IMF issues warning over cuts
Europe’s recovery is underway but governments must ensure necessary fiscal consolidation does not hurt jobs or growth and can be slowed in some cases if momentum stalls, the International Monetary Fund has said.
Earlier this month, the Fund raised its growth outlook for the euro area to 1.7 per cent in 2010 and 1.5 per cent in 2011, and it said in the outlook inflation would remain low at 1.6 per cent and 1.5 per cent, respectively.
It said there were still risks, including the possibilities of weaker than predicted global growth as well as renewed volatility on European markets.
In its Regional Economic Outlook for Europe, the IMF said developments in the continent’s emerging East would depend on the richer West, where renewed instability could hit trade and capital flows, hurting already weak domestic demand.
Advanced Europe would continue to lag more dynamic economies in Asia and the Americas in part due to the impact of the crisis and the struggle by governments from Britain to the Baltics to rein in budget deficits.
“More than ever… the recovery depends on policymakers getting it just right,” the Fund said.
“Fiscal consolidation, while inevitable, should be undertaken in a way that minimizes the negative impact on growth and unemployment; if growth threatens to slow appreciably more than we expect, countries with fiscal room could postpone some of the planned consolidation.”
But intransigent labour, product and service markets would also limit the euro zone’s potential growth, particularly since a restocking cycle that has been a main growth driver is waning.
Ajai Chopra, acting director of the IMF’s European Department, added that policymakers should follow up on stress tests conducted at the end of the summer to ensure banks have adequate capital without delay.
“The results of the recent European Union-wide stress tests provide a rough guide of the banks that may need to be merged or recapitalized,” he said in a statement.
The Fund said governance of the European Union and euro area need to “be fundamentally improved” and argued evidence showed fiscal consolidation would be more successful by selectively cutting costs than trying to raise revenue through tax hikes.
The Fund noted that, largely based on a rebound in exports, especially to Germany, Europe’s developing economies were recovering from the deepest contraction since the 1989 fall of Communism. It forecast growth of 3.9 per cent this year and 3.8 percent in 2011.

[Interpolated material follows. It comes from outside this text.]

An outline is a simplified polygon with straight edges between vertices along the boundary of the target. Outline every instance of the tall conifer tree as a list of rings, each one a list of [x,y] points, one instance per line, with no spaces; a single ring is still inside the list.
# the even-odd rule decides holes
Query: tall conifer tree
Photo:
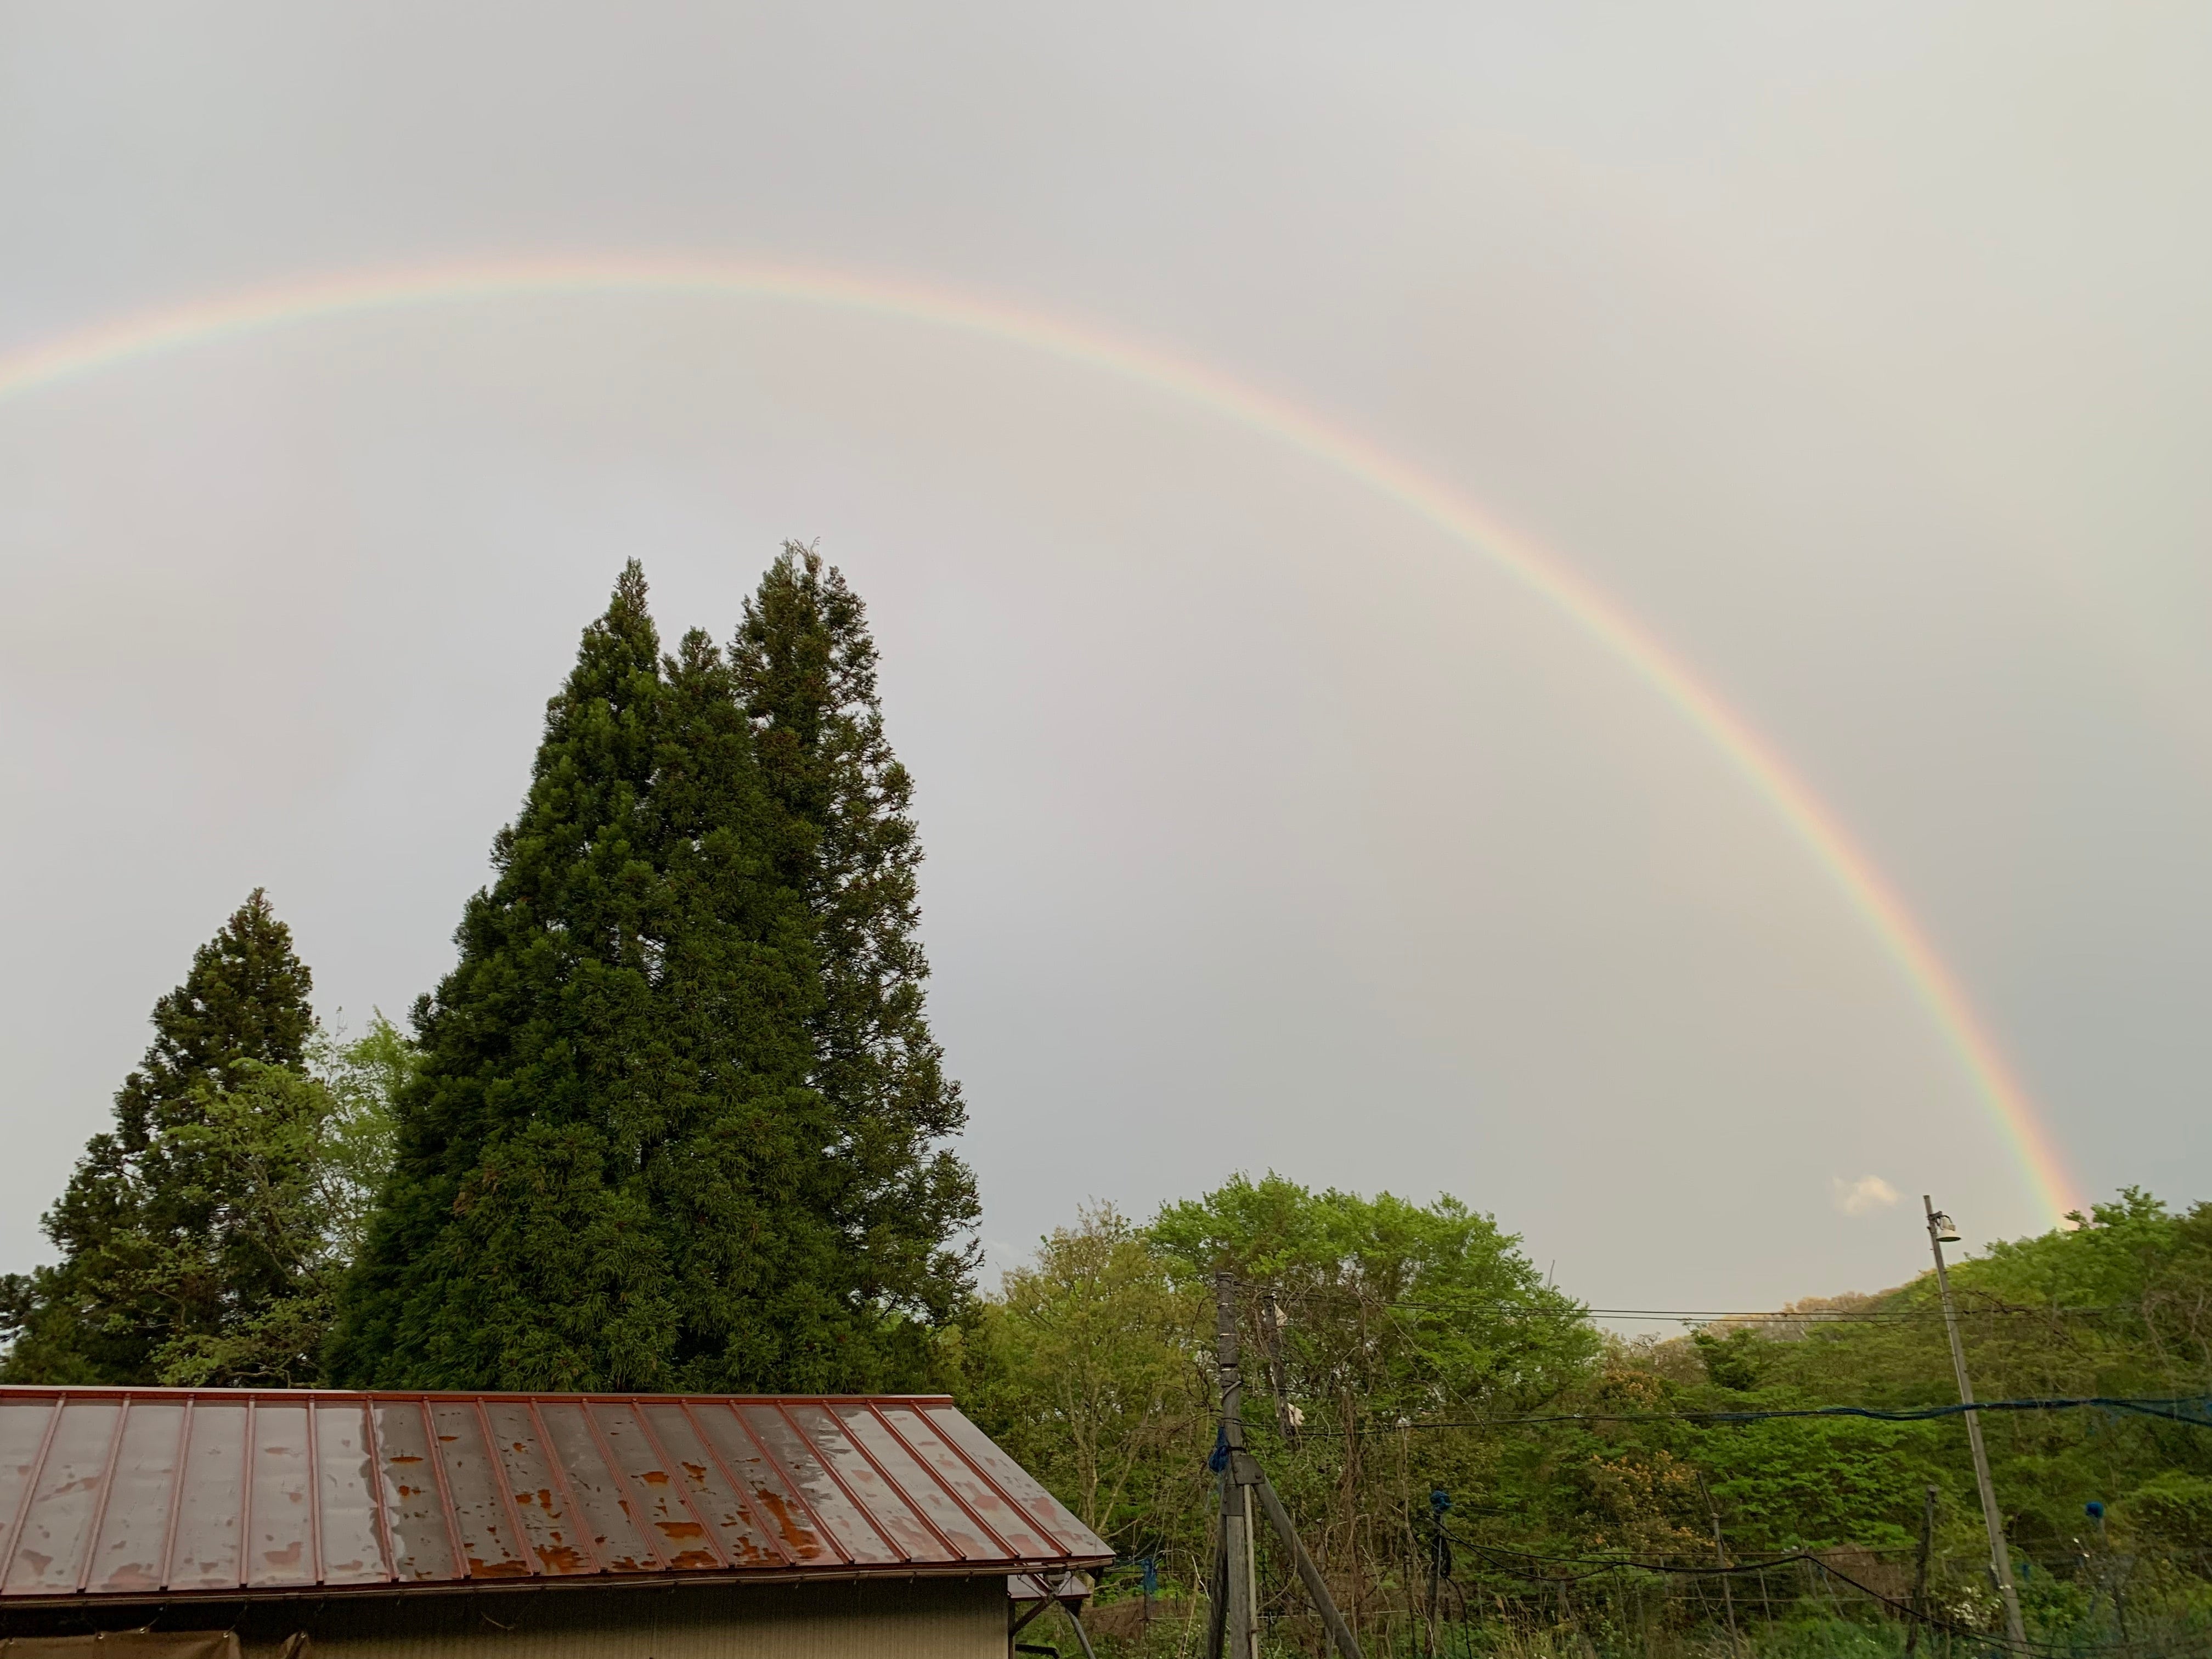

It said fiscal consolidation would help relieve concerns over debt that forced bailouts of Hungary, Romania, Latvia among others, although budgets deficits in Bulgaria, Belarus, Serbia, Kosovo and Montenegro were expected to rise in 2010.
Domestic demand, hurt by a collapse in the lending that spurred double-digit growth in some countries earlier this decade, continued to remain weak and countries needed a new model to resume catching up with the West, it said.
“Beyond the short term, the region will need to find new growth engines, as the growth model of the boom years – driven by capital inflows, rapid credit growth, and domestic demand booms – will need to shift towards greater reliance on the tradable sector as an engine of growth,” the IMF said.